2か月余りの経験を通して気づいたことは、私自身も誰かがこうして、ミルクを与えてくれ、オムツを取り替えてくれ、抱っこしてくれたから今ここにこうして生きているのだということでした。それだけでなく、たくさんの人の助けがあったから、今ここにこうして生きているのだということをあらためて考えることができました。私に関わってくださった全ての人々に感謝する気持ちを双子の孫たちは私に気づかせてくれました。

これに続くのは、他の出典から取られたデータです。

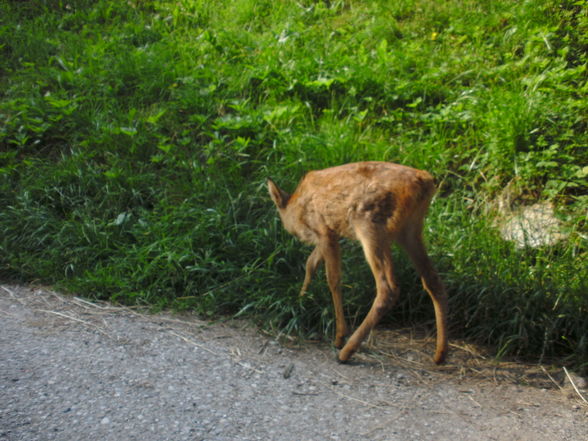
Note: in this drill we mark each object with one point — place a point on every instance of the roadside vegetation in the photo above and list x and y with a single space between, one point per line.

眠っている新生児が時折見せる微笑みを生理的微笑と言います。周りの人に「子育てしたい」という気持ちを引き出すために本能的に起こるもので、意識があるわけではありません。その微笑みは私たちの子育ての疲れを吹き飛ばすほどの力があります。当然ですが、もう私たちにはそんな本能は成長とともになくなってしまいました。その代わりに私たちにできることは絶えず祈り続けることだと思うのです。赤ちゃんのように神様に自分をゆだねて、絶えず祈り続けていきたい。そんな気持ちになりました。 この話をしたあと、ある担任の先生が私の話を聞いて泣き出した生徒がいたと知らせてくれました。前夜から朝にかけて、お母さんと大喧嘩をしたのだそうです。この日の授業では何人かの生徒が、今朝の先生のお話良かったよと声をかけてくれました。もちろん、みんながそういう感想を抱いているわけではありませんが、一人でも多くの生徒に聖書を通して考える機会を与えることができればと考えています。